I found this after merging the MR feat: Flip DRY_RUN to false and run PDMs in K8S as secondary (!628), which was supposed to set DRY_RUN to false but failed to do so and ended with DRY_RUN being empty.
-
DRY_RUN=$CHECKMODE: https://ops.gitlab.net/gitlab-com/gl-infra/deployer/-/blob/03a797727ee42e7e6df78955bcfd9e696af3280c/.gitlab-ci.yml#L275-278 - Comment thread with more details
In gitlab-com, we expect DRY_RUN == "false" whenever we want to make any change to the infrastructure:
For the time being, I have worked around this by setting DRY_RUN to false explicitly. However, this is not a permanent solution. I would like to come up with something that allows us to specify the dry-run mode for the PDM pipeline from ChatOps, while at the same time, leaving CHECKMODE to be completely controlled within Deployer.
This is not a problem with auto-deploy because auto-deploy pipelines triggered by release/tools do not set CHECKMODE at all.
Possible Solutions
Send TEST=false from Chatops
Note
I think we should do this. Skarbek's comment on this issue also suggests that we should do it: #21271 (comment 2584246225)
Proposal: gitlab-com/chatops!573 (merged)
Chatops currently leaves TEST empty instead of setting it to false explicitly.
This logic happens to be in the Chatops::Release::Command class, which is used by multiple commands inside chatops:
$ rg -l -F '::Chatops::Release::Command'
lib/chatops/commands/feature.rb
lib/chatops/commands/gitaly.rb
lib/chatops/commands/release.rb
lib/chatops/commands/post_deploy_migrations.rb
lib/chatops/commands/auto_deploy.rb
lib/chatops/commands/helm.rb
lib/chatops/commands/production_checks.rb
lib/chatops/commands/rollback.rb
So, the effects of such a change may need to be considered carefully?

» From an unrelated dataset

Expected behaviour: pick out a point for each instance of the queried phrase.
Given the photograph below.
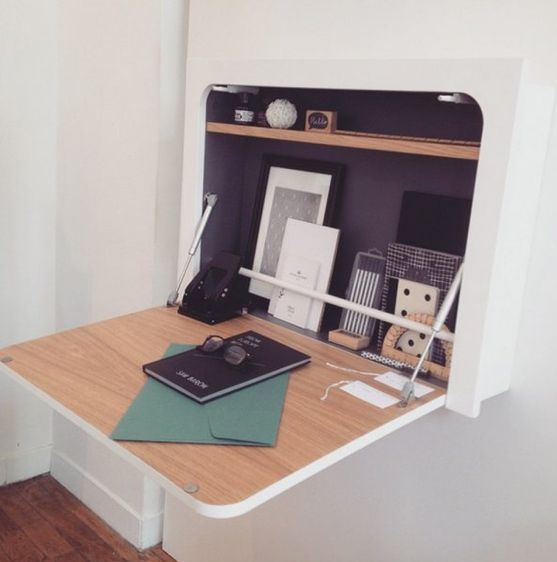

This solution may be preferable to the other two because it is in line with what we do when Deployer triggers a pipeline in gitlab-com: We always sets DRY_RUN to the default value of false.
release/tools should send TEST instead of CHECKMODE
The value of TEST can be passed to the downstream pipeline in Deployer. We can use this value inside the before_ci.sh script in Deployer. This will leave us with the following set of dry-run variables:
- release/tools:
TEST - Deployer:
CHECKMODE - gitlab-com: 2 flags for dry-run. Both must be set to the same value.
-
DRY_RUN: Used for adding jobs to the CI pipeline -
dry_run: Used by thek-ctltool, which is a wrapper aroundhelmfile
-
Set DRY_RUN explicitly in the trigger job in Deployer
When triggering a pipeline in gitlab-com, it is possible to explicitly set DRY_RUN to false. This decentralizes the management of DRY_RUN and in my opinion makes it harder to figure out where this value is actually being set.
Other Notes
This problem was hard to debug because the prepare-variables CI job shows that CHECKMODE is false. This is because the job-level variable CHECKMODE is indeed false. However, when used inside the trigger job definition, variable precedence kicks in and the value of the pipeline variable is used!
-
Prepare job shows
CHECKMODE=false -
gitlab-com pipeline variables shows
DRY_RUNanddry_runas empty
If there is some way to avoid overloading and show the pipeline variable status inside the prepare job, that would also be a nice improvement for future developers in Deployer.